David Hume

Philosopher, Historian, Economist, and Essayist

Portrait of David Hume
"Portrait of David Hume," 1754, by Allan Ramsay

A wise man proportions his belief to the evidence.

David Hume

Regarded as among the most important figures in the history of Western philosophy and the Scottish Enlightenment, David Hume was an intellectual maverick whose interests included human nature, epistemology, religion, and history.

He explored the science of human nature, arguing that ideas are governed by sensory impressions, writing "Reason is, and ought only to be the slave of the passions, and can never pretend to any other office than to serve and obey them.”

As a philosophical empiricist, he posited knowledge can be derived only from experience (contrast with rationalism, which asserts knowledge can be derived from reason, independently from the senses).

Although his final views of religion are unclear, he criticized religion in various philosophical writings, such as in his intentionally posthumously published Dialogues Concerning Natural Religion. His rebuttal of the teleological argument (or argument from design) is held to be the first intellectually significant counter prior to Darwinism. During his lifetime Hume was attacked as “The Great Infidel” for his skeptical views of religion and deemed unfit to teach the young. The Church of Scotland made a concerted effort to excommunicate him.

Despite being an industrious writer mired in philosophical thought, he found time for a lively social life and loved entertaining. With a wide circle of adoring friends, he was known to be equable and lighthearted. Parisian intellectuals called him "Le Bon David."

His work influenced prominent thinkers such as Immanuel Kant (who credited Hume as having awoken him from a "dogmatic slumber"), Adam Smith (his friend), Albert Einstein, John Stuart Mill, and Karl Popper.

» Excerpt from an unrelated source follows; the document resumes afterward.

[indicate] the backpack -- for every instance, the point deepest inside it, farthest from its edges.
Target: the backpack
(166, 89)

A brief timeline in events of David Hume's life:


  • 1711 — Born as David Home in Edinburgh, Scotland
  • 1713 — Father dies
  • 1723 — Enrolls at University of Edinburgh at the age of 12 (14 was typical)
  • 1734 — Changes surname to Hume
  • 1740 — Publishes (final) Book 3 of A Treatise of Human Nature
  • 1748 — Publishes An Enquiry Concerning Human Understanding
  • 1751 — Publishes An Enquiry Concerning the Principles of Morals
  • 1757 — Publishes sixth (final) volume of The History of England
  • 1776 — Dies at the age of 65

Works

The Natural History of Religion A Treatise of Human Nature An Enquiry Concerning Human Understanding An Enquiry Concerning the Principles of Morals

Be a philosopher; but, amidst all your philosophy, be still a man.